Après la naissance radio du personnage, quelques monologues sont présentés en lecture publique le 20 février 1971 à Montréal. Un premier recueil est publié rapidement par la maison d’édition Leméac fin 1971.
L’interprète par excellence de la Sagouine, Viola Léger, entre en scène au lancement de ce recueil, le 24 novembre 1971 à Moncton. Après les discours, la comédienne costumée entre dans la salle, vide quelques poubelles, et lance un monologue. Le projet théâtral prend dès lors forme. Il mènera son interprète de Moncton à l’Allemagne en passant par Saskatoon et Paris.
Viola Léger transporte les hardes, les propos universels et l’accent typé de la fourbisseuse de planchers au Théâtre du Rideau Vert de Montréal, au Québec, le 9 octobre 1972 pour une représentation unique. Le succès est tel qu’elle y redépose ses «siaux d’eau sale» dès décembre 1975.
Aux yeux de nombreux observateurs, le Québec s’approprie rapidement le personnage. En 2003, l’artiste néobrunswickois Herménégilde Chiasson écrit que le discours devient « un objet de curiosité linguistique et de revendication politique ». L’artiste-penseur estime aussi que la Sagouine propage au Québec l’image d’une Acadie aux « entités fragiles et menacées, bref des gens à sauver ».
« C’est devenu une pièce de fétichisation des Acadiens par les Québécois », renchérit l’homme de théâtre franco-ontarien Joël Beddows.
La comédienne franco-manitobaine Marie-Ève Fontaine ne le perçoit pas ainsi. Chez elle, les monologues imagés, drôles et durs ont provoqué mille questions «qu’on voudrait poser à nos amis acadiens au sujet de leur histoire familiale».
D’Évangéline à la Sagouine
À l’image de ces témoignages, les critiques et les analyses du texte vont dans tous les sens. Récupérée par le discours nationaliste, l’anti-héroïne s’oppose à la pure, la belle et la fictive Évangéline; elle vit dans la marge, exploitée, opprimée.

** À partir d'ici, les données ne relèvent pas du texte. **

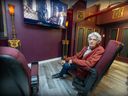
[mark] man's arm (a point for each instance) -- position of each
(91, 61)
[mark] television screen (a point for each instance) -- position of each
(45, 12)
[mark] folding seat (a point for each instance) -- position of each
(96, 73)
(16, 78)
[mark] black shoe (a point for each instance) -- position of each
(57, 76)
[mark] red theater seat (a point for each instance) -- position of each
(96, 73)
(16, 78)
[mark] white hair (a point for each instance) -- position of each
(97, 35)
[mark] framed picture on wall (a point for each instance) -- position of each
(80, 15)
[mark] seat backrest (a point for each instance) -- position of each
(14, 73)
(111, 51)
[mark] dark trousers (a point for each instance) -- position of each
(66, 67)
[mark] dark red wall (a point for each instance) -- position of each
(37, 42)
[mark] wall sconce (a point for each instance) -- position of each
(11, 9)
(14, 42)
(66, 23)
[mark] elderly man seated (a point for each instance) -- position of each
(85, 59)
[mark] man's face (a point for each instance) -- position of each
(92, 42)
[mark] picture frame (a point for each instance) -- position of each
(80, 15)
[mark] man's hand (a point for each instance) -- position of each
(63, 61)
(70, 61)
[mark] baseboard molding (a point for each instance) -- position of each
(49, 60)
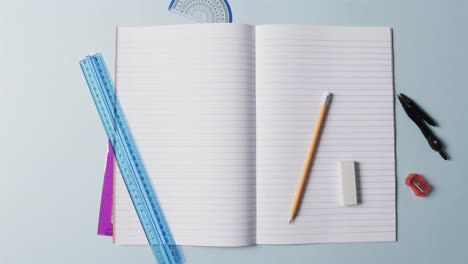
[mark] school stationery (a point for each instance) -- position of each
(418, 184)
(205, 11)
(309, 157)
(348, 183)
(130, 163)
(222, 116)
(422, 119)
(105, 227)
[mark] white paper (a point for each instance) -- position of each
(223, 115)
(188, 94)
(295, 66)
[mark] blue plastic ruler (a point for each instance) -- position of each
(131, 165)
(205, 11)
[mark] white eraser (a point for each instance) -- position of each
(348, 182)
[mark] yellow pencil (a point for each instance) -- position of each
(309, 157)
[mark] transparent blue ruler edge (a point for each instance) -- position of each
(129, 161)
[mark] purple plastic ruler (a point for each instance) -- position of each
(105, 213)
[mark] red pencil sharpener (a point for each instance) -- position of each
(418, 184)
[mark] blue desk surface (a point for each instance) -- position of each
(53, 145)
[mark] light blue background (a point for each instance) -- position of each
(52, 145)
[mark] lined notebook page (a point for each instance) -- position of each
(295, 66)
(188, 92)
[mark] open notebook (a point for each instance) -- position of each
(223, 115)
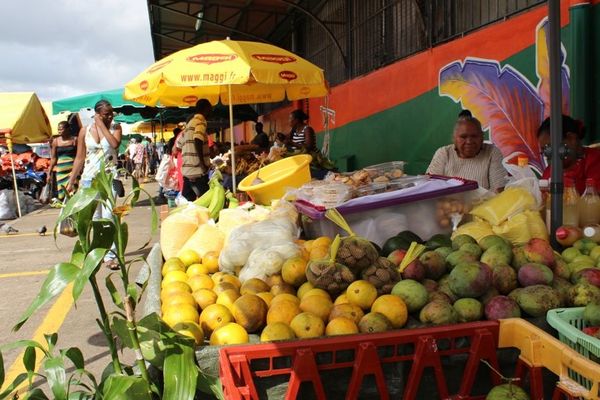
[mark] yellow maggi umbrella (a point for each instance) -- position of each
(245, 72)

Ailleurs, on dit que la Sagouine remporte les paris grâce à sa sagesse, sa lucidité, son intelligence, sa dignité, son humour et sa résignation.
« Elle prend le parti des petites gens, relève Joël Belliveau. Elle lance des pointes envers les riches, les politiciens, les anglophones, mais avec ce ton naïf. »

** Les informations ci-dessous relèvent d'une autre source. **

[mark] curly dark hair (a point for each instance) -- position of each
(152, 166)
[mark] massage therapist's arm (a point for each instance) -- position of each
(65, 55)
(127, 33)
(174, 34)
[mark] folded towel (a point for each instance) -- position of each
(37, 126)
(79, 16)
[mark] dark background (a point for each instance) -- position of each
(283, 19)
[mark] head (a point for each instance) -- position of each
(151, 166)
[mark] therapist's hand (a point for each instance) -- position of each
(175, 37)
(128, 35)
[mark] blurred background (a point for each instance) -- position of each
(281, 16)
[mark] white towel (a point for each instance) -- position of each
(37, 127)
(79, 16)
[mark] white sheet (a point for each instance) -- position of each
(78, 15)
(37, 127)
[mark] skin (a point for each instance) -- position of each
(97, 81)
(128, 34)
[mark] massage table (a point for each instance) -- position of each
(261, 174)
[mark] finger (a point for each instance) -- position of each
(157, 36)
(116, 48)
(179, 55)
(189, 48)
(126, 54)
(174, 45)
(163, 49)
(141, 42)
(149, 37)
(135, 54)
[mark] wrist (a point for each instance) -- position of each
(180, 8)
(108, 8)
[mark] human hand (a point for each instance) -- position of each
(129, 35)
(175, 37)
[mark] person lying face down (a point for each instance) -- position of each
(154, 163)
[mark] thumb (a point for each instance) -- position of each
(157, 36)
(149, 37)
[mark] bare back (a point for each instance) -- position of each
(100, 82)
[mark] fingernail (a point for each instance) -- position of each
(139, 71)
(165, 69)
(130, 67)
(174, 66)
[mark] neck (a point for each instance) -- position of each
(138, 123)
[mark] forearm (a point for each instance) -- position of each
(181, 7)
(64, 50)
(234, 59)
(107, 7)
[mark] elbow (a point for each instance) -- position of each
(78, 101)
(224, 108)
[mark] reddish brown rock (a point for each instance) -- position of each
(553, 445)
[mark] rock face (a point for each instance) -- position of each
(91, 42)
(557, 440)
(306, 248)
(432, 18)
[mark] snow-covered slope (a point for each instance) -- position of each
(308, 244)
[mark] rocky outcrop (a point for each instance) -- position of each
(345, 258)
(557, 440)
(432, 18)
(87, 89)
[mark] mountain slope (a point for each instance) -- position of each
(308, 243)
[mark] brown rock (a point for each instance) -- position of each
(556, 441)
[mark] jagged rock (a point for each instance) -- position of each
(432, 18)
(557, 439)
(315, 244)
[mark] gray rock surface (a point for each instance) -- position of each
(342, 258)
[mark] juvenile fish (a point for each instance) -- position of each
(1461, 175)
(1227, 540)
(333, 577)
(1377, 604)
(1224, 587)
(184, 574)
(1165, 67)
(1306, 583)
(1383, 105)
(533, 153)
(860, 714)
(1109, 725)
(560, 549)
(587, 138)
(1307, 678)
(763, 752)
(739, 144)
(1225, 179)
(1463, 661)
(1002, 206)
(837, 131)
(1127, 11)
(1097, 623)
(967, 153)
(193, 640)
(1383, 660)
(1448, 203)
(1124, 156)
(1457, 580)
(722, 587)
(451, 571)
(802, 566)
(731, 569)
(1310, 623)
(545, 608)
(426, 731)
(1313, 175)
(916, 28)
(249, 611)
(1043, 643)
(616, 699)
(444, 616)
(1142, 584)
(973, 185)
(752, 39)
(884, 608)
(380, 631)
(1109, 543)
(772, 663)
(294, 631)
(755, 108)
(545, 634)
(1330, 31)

Malgré un succès nourri hors Acadie, la Sagouine a aussi été perçue comme un objet de folklore.
Avant de découvrir un personnage qui « a quelque chose d’un peu subversif, d’un peu rebelle », Joël Belliveau se rappelle de l’avoir vue «comme quelque chose de traditionnel, quelque chose à rejeter. Comme on disait “Il faut en finir avec Évangéline”, on disait “il faut en finir avec la Sagouine” ».
Une Sagouine en boite
Ce village touristique, animé par des guides costumés, a ouvert ses portes en 1992 et a attiré jusqu’à 60 000 visiteurs et employé près de 200 personnes chaque été à Bouctouche. Ce faisant, le site touristique a contribué à faire rayonner la Sagouine et son milieu.

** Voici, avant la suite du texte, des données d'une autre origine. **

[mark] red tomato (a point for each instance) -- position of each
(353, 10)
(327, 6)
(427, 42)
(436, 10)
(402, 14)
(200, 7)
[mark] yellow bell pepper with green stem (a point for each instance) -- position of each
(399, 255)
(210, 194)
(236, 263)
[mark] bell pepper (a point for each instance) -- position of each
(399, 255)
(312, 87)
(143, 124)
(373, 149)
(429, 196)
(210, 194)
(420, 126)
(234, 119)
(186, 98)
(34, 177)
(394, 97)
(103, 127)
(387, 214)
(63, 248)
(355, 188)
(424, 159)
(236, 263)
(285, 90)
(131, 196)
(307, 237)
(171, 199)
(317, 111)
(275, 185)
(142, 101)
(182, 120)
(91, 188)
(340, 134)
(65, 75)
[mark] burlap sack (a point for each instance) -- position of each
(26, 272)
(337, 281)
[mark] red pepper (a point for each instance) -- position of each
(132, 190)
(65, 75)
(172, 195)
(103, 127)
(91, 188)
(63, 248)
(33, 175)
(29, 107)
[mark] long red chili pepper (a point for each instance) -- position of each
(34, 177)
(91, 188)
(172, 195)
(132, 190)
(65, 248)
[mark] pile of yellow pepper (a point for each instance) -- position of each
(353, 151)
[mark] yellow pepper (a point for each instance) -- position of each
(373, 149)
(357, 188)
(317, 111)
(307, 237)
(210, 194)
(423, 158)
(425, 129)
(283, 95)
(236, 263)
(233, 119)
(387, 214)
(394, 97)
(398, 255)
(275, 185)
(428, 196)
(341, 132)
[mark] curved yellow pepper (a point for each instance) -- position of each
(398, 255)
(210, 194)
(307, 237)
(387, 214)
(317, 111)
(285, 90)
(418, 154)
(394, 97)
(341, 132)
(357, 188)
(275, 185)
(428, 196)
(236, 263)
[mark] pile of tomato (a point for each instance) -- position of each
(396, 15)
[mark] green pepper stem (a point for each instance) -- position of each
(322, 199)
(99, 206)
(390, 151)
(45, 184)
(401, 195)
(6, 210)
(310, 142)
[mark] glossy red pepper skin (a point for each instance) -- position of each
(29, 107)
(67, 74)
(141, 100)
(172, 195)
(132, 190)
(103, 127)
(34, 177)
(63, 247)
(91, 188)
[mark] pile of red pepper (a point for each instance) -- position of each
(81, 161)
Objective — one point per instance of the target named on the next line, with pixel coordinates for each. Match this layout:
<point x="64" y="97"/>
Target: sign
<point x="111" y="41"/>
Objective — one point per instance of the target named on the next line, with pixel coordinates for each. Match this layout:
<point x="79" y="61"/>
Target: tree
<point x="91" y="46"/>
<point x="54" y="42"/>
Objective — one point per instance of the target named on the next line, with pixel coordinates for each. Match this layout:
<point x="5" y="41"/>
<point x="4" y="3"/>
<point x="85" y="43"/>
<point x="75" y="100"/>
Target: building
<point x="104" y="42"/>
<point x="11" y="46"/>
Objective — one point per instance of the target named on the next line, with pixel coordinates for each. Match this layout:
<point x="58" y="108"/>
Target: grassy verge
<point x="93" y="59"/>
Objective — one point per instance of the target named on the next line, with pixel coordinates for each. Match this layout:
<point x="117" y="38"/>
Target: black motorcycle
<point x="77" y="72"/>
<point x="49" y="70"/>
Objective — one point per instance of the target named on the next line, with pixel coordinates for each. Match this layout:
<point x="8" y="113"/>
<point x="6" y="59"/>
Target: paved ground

« La Sagouine a été dénaturée pour devenir un produit », critique Joël Beddows. Dans son équation, il tient compte du village, mais aussi des choix qui ont orienté le parcours de la Sagouine, qu’il juge durement. Pour cet homme passionné par le théâtre, elle a été cantonnée à une seule interprétation, figée dans une seule mise en scène : « C’est un objet extraterrestre. Il y a quelque chose de très artificiel, parce qu’on a limité les lectures possibles. »
Le metteur en scène et professeur de théâtre voudrait bien que la Sagouine – et les textes de sa talentueuse autrice – profite de la profondeur des interprétations diverses, à l’instar des Belles-sœurs de Michel Tremblay. « Je donnerais le rôle à une jeune punk de 18 ans », lance-t-il.
En bon historien, Joël Belliveau préfère le portrait du Bouctouche de 1930 que propose la pièce. « C’est un personnage qui raconte son milieu. C’est un point de vue sur une communauté. C’est un point de vue qui n’est pas celui des dominants, des bien-pensants du village », argue-t-il, à son tour.